C’est tout simplement le plus vieux café-restaurant de Paris. Son nom ? Le Procope. Son emplacement ? Le 6e arrondissement de la capitale. L’établissement doit son nom à son fondateur, un garçon de café italien venu faire fortune à Paris qui s’appelait Francesco Procopio dei Coltelli. Fondé en 1686, le lieu a accueilli les plus grands intellectuels français comme Rousseau, Voltaire, Montesquieu ou encore Diderot et d’Alembert. Tous sont passés par ce café littéraire, un monument de l’Histoire de France, et y ont laissé une trace. “Il faut savoir que Diderot et d’Alembert y ont écrit une partie des extraits de ‘l’Encyclopédie nouvelle’ qui existe toujours.

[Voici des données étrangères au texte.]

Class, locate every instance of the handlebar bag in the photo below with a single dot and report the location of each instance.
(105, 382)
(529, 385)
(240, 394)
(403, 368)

Voltaire a laissé son petit bureau. Rousseau aussi a laissé son bureau”, raconte Éric Giroud-Trouillet, directeur de l’établissement, sur Europe 1.

Un QG de la Révolution française

En plus de trois siècles, les propriétaires se sont succédé. Aujourd’hui, le Procope appartient au groupe Bertrand. Éric Giroud-Trouillet l’assure, ce propriétaire “n’a rien changé”, conscient de l’importance de “faire perdurer” l’esprit de cet établissement historique. Le patron le sait bien : sa clientèle vient “pour l’Histoire”, “le décor” et la “cuisine française traditionnelle”. “Aujourd’hui, les gens sont férus d’Histoire. Ils aiment bien apprendre pourquoi ils mangent ici et qui est passé là où ils sont”, explique-t-il.

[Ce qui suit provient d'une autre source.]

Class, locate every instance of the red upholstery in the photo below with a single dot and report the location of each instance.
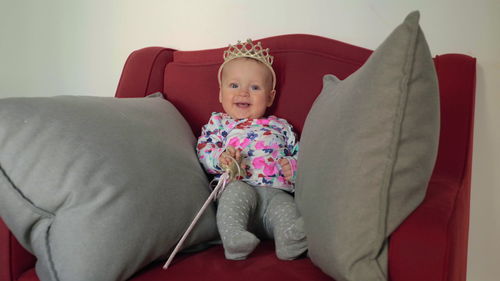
(430, 245)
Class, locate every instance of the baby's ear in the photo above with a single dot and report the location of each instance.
(271, 96)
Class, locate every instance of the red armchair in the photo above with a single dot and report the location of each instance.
(431, 244)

Car au-delà de recevoir les grandes plumes du 18ème siècle, le Procope a aussi été un QG pendant la Révolution française. Danton, Marat et Robespierre y ont organisé leurs réunions politiques. “C’était un endroit où on venait s’informer. On venait commenter les faits politiques et sociaux. Marat y a sorti ses premières gazettes, donc on sonnait la cloche de Marat et on venait lire les premières gazettes. C’est un lieu où on pouvait librement converser pour faire progresser les théories, les idées de la France de demain. Tout a démarré là”, s’enthousiasme le patron des lieux.

“Important, aujourd’hui, de transmettre l’Histoire de France”

Cette histoire, les 73 salariés de l’établissement s’attachent à la raconter à leurs clients. “Notre personnel est formé à transmettre le savoir de l’Histoire de France depuis 300 ans”, assure Éric Giroud-Trouillet. “Chaque client qui mange chez nous, on lui fait visiter, on lui explique. C’est important de transmettre l’Histoire de France et les gens viennent pour ça.”

Pour continuer à diffuser ce savoir, le Procope met un point d’honneur à ne pas proposer des prix trop prohibitifs. Le menu du midi est à 24,90€.

“Tout le monde doit rentrer”

“Le Procope, c’est un endroit sympa où tout le monde doit rentrer. Tout le monde rentre. C’est une brasserie, un bistrot, un café”, insiste son directeur. “Il est important de transmettre et de continuer à véhiculer cette restauration.”

Crise sanitaire oblige, on y sert 150 couverts jour, contre 520 habituellement.